Putin ha aggravato ancor di più il già debole quadro politico. M5S e Lega, che pure si erano stabilizzati in aree politiche opposte  dopo il governo insieme, il Conte 1) hanno assunto sulla guerra posizioni molto simili e distanti da quelle dei rispettivi alleati. Conte e Salvini sono entrambi avvertiti come filoputinisti e, quindi, antieuropei. Mentre la stessa accusa di filoatlantismo accomuna Meloni (FdI) e Letta ( Pd). Un Berlusconi confuso si è collocato accanto a Salvini e contro Meloni. Mentre Conte si trova lontano da Letta che, nel giudizio sulla guerra di Putin, è più vicino alle posizioni di Meloni.

In questo quadro, faticano a emergere strategie capaci di rilanciare nel Paese consenso e prestigio delle forze politiche. Peggio: i partiti di centrodestra e di centrosinistra, al momento, sembrano ammaliati dalla possibilità di raccogliere piccoli riconoscimenti dalle elezioni del prossimo 12 giugno, quasi fosse possibile lucrare una vittoria tanto squillante da riannodare il legame tra partiti e consenso.
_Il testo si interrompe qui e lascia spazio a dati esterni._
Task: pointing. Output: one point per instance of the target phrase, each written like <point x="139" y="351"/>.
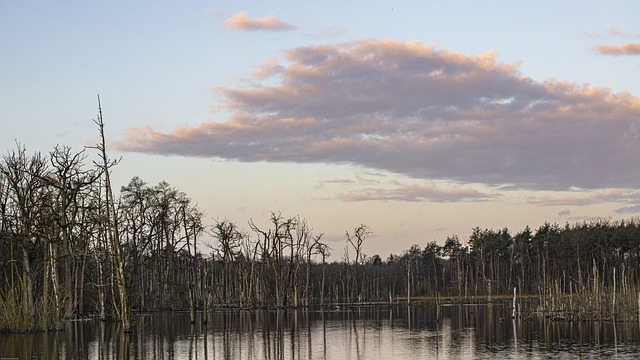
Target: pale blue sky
<point x="356" y="135"/>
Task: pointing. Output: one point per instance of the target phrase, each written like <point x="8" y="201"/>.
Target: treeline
<point x="69" y="248"/>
Non si tiene conto che è evaporato il rapporto di fiducia, che era ampio e verificabile, tra partiti e opinione pubblica.

Il vecchio meccanismo per cui la scelta politica era fondata su convinzioni diffuse, opzioni culturali, visioni del mondo, progettualità s’è rotto. Nasce da qui, nonostante possibili frenate o indebolimenti provocati dalla guerra, un’area politica che guarda con molta attenzione e speranza a Draghi. È molto improbabile, che questa componente, che si potrebbe rivelare di significativa consistenza, coinvolga direttamente il capo del governo che, a quanto si capisce da quanto Draghi ha fin qui fatto, si terrà lontano da tutto questo. Ma piaccia o no il risanamento della politica del nostro paese, che potrebbe intrecciarsi alla speranza di una nuova Europa, non potrà non guardare a queste energie.